Considering that Midnight took on the mantle of Mystra in 1358, I'm pretty sure Gale has only dealt with *her*, while Elminster has served Mystra - including being her lover and raising 3 of her 7 daughters - for 1300 years by BG3, which would include both previous incarnations of Mystryl/Mystra.
So in summary, the gods are all Like That, even the ones who used to be mortals (and I'm pretty sure Gale doesn't know his Mystra used to be a mortal, or that any other gods were either, based on dialogue after you get the Tome of Karsus in Act 3).
All the delicious BG3 god machinations are connected and have been for centuries if not eons. The Dead Three like to cause problems on purpose, Shar and Selune are sisters & also kind of contentiously divorced parents who can't play nice & use the kids to fight. Even the Lathander stuff at the gith creche is kind of connected, since the kick off of the big war between Shar & Selune was the creation of the sun to give their first child, Chauntea, the og earth/nature deity, warmth. Lathander (& Amaunator, rip) is the deity of the dawn/sun, among other things, and Silvanus (hello deity of the Druids in Act 1 & Halsin) is the wild nature counterpart to Chauntea's now largely agricultural portfolio. Chauntea has been known to have romantic connections with Lathander, as well. Zariel too - hello Wyll & Karlach's storylines - is connected, because before her fall into Avernus where she became an Archdevil in service to Asmodeus, she USED to be a solar (most powerful type of angel/celestial) in the service of Lathander.
If you've gotten this far, thank you for listening to my lore dump lol. I hope it enriches your experience of BG3 & the Forgotten Realms!
Post-Script: if you're left wondering how the unraveling of the laws of Realmspace got fixed, the Second Sundering began when Ao decided to recreate the Tablets of Fate to fix what he'd broken vis a vis the chaos of the Realmspace.

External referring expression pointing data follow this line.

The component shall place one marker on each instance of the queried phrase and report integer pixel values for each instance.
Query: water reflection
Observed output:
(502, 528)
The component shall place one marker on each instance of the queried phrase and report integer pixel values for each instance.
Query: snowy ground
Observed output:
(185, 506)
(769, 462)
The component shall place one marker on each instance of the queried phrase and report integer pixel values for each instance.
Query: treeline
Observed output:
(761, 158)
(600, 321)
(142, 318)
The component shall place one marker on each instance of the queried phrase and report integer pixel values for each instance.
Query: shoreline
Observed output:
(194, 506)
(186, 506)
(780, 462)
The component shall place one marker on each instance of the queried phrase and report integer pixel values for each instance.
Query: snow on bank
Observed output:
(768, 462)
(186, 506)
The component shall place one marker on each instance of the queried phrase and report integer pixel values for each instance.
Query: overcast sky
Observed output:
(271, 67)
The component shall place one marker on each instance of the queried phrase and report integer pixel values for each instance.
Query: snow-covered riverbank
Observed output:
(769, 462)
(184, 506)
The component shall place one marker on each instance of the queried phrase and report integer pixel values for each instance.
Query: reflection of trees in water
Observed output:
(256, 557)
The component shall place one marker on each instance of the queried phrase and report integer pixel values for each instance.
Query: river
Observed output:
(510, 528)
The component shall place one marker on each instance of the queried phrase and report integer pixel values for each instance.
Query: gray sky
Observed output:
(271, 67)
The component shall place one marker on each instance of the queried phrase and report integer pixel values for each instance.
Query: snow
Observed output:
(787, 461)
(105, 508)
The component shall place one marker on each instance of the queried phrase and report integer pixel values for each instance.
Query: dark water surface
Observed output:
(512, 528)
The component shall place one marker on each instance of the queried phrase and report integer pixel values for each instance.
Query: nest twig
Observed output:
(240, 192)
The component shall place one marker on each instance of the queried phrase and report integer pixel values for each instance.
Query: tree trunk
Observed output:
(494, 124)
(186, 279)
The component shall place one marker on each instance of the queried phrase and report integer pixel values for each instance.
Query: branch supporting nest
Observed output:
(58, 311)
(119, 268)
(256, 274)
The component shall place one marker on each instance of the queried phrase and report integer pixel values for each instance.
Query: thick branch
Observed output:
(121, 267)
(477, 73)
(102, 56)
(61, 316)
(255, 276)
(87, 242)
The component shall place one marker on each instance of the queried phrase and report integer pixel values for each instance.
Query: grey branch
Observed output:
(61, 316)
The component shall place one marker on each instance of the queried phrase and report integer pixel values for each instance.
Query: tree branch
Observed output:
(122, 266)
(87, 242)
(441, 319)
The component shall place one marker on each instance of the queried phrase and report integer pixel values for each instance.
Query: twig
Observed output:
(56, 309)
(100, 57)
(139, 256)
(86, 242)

Additional fun fact: of the 3 of Mystra's 7 total daughters that Elminster raised, Storm Silverhand - renowned High Harper of the Dalelands - was one, and often also traveled with him as an adventuring companion as an adult through the centuries. Another is Laeral Silverhand, current Open Lord of Waterdeep, that big ol' city Gale is from that's right up the coast from Baldur's Gate.